Adriana Bravo, presidenta de la Cámara de Transportistas de Carga General Internacional y Mercancía Peligrosa, describió que los camioneros deambulan por los surtidores, casi mendigando por gasoil. “Para un tanque se necesitan 600 litros y en cada estación te venden 50”. Con la incertidumbre a cuesta, son imprevisibles los tiempos para el traslado de la mercadería. “Hace años venimos viviendo esto, pero ahora se agravó y se convirtió en un caos”. Además se mostró preocupada por los transportistas “que no pueden regresar de Bolivia porque allá no les cargan gasoil a los extranjeros”.
En la ciudad, la escasez de combustibles golpea fuerte a los remiseros y taxistas. Mientras pasan mayor tiempo en las colas, pierden horas de viaje y al cerrar el día, tienen menos recaudación. Blas Gervino, secretario de la Cámara de Agencias de Remises, confirmó que “bajó la rentabilidad por el tiempo que perdemos en buscar GNC y nafta. La cota bajó mucho en las estaciones de servicio. Se ven menos autos dando vueltas. Prefieren quedarse a esperar en base hasta que les sale un viaje; así cuidan el combustible”, agregó.
Los transportistas escolares ven un alivio en el almanaque. Es que la otra semana arrancan las vacaciones de invierno y tendrán una tregua ante la escasez de combustibles.

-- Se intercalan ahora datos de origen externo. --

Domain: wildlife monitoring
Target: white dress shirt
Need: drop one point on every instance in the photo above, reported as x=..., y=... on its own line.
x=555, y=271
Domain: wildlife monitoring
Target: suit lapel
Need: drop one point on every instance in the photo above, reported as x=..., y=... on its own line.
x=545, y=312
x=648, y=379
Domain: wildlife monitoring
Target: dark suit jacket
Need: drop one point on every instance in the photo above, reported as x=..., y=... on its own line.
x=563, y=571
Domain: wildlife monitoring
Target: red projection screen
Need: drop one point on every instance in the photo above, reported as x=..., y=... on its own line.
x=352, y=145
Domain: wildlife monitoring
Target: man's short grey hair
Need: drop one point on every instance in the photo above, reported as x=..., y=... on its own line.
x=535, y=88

“Estamos cortando clavos para poder cumplir con nuestros clientes”, enfatizó Miguel Romero, titular de la Asociación de Transportes Escolares.
El empresario señaló que después de un “city tour” por las estaciones, con suerte les cargan $80, un valor muy abajo de los $300 que se necesitan para llenar el tanque. “No solo es la escasez, también la suba de precios de los últimos meses. Nosotros no tenemos subsidios y cada vez es menor la ganancia”, afirmó.
Fredy Abud, presidente de la Asociación del Parque Industrial de Salta dijo que por ahora el punto fuerte del desabastecimiento se siente en el transporte de mercadería.
Ayer fue un día de caos. A las largas esperas se sumaron problemas en el tránsito de la capital porque no hay espacio para las filas de autos, además de las disputas entre los que esperan y los sobreprecios que se pagan porun poco de combsutible.